Si la Transición se promociona como un modelo de consenso y reconciliación, ¿por qué no se renueva ahora que España se enfrenta a nuevos desafíos? Nicolás Sartorius afirmaba esta semana: “no sé si hay pacto con Bildu, pero en la Transición pactamos con quien nos fusilaba”. Sería oportuno recordar que esos que fusilaban y mandaban a la cárcel a la oposición se hicieron demócratas de la noche a la mañana sin renunciar a su lealtad a los principios del franquismo y a la figura del dictador. Pasaron varias décadas hasta que el 20 de noviembre de 2002 el PP condenó por primera vez en sede parlamentaria la dictadura franquista.

Se señala a los homenajes que reciben en sus pueblos los etarras que abandonan las cárceles tras cumplir sus condenas para ilustrar que no hay arrepentimiento ni condena. De acuerdo, la memoria de sus víctimas es incompatible con la indecencia de estos aquelarres colectivos. Se enfatiza que los objetivos de los independentistas siguen siendo los mismos por los que mataba ETA, como si las ideas estuvieran manchadas por el pecado original y no por los fanáticos que decidieron defenderlas con asesinatos y extorsión. Quizá haya que acudir a la cirugía política para justificar el pacto con quienes no se sienten españoles; pero sabemos que la democracia es un sistema tan complejo que obliga al dialogo incluso con quienes desprecias o te desprecian. Por eso la cultura democrática siempre es vulnerable e incierta. ¿No es acaso ésta la razón por la que durante décadas presumimos de que la Transición española era un modelo admirado en el mundo? El politólogo holandés Cas Mudde afirma que el auge de la ultraderecha no es una causa sino un síntoma: “No refleja la fuerza de su ideario sino la debilidad de las instituciones democráticas”, sostiene. Éste es el verdadero problema ante el que debemos permanecer vigilantes.

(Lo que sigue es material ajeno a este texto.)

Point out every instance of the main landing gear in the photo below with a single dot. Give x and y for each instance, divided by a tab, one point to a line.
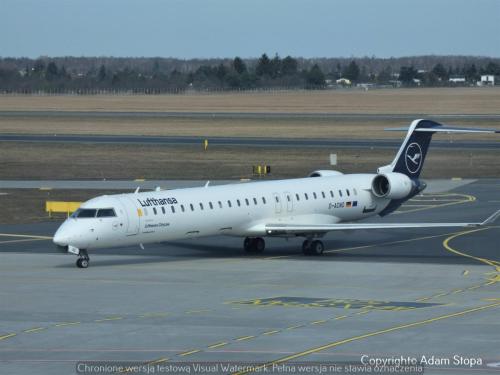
313	247
83	259
254	245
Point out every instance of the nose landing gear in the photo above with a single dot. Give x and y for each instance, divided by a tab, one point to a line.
83	259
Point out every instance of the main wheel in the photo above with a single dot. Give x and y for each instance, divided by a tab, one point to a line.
306	247
248	244
317	247
259	245
82	263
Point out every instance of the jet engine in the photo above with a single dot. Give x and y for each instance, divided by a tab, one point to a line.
325	173
392	185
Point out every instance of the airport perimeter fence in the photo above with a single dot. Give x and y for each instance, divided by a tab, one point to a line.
143	91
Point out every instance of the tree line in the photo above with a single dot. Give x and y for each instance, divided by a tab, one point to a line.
166	74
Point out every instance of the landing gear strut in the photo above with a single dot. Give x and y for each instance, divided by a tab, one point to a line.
313	247
254	245
83	259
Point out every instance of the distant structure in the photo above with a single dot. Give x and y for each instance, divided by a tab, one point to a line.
458	80
487	80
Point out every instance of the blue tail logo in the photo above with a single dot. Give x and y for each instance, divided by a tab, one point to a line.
413	157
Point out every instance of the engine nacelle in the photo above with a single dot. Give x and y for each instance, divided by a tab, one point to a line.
325	173
392	185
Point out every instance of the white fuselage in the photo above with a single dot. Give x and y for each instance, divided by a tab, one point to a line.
241	209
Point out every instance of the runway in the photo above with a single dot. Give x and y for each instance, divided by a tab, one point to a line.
431	292
240	141
243	115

El Partido Comunista nunca gobernó en España. Tan solo tuvo presencia minoritaria en los gobiernos de Largo Caballero y Juan Negrín ya en plena Guerra Civil. Cuando en 1975 murió el dictador, la voluntad por la reconciliación del PCE fue determinante para que la Transición culminara en la Constitución de 1978. Fue su gran aportación a la democracia española. Ahora que los que se autoproclaman constitucionalistas promueven una visión sesgada y excluyente del buen español, habrá que recordar que solo seis diputados votaron en contra de la Carta Magna en el Congreso, cinco de ellos pertenecían a la Alianza Popular de Manuel Fraga, origen del actual Partido Popular.

Después de 45 años de democracia, no hay duda de que esta se ha asentado en España pero no en muchos españoles, que siguen encerrados en marcos políticos y sociológicos que creíamos superados. La idea que se mantiene vigente sobre el PCE o el comunismo apenas se ha movido de aquellos discursos monótonos y plomizos de la plaza de Oriente, sobre los que el franquismo construyó su artefacto propagandístico. La educación en democracia no ha servido para desterrar aquella oxidada fruslería ideológica; y constatar esta evidencia a diario resulta hoy descorazonador.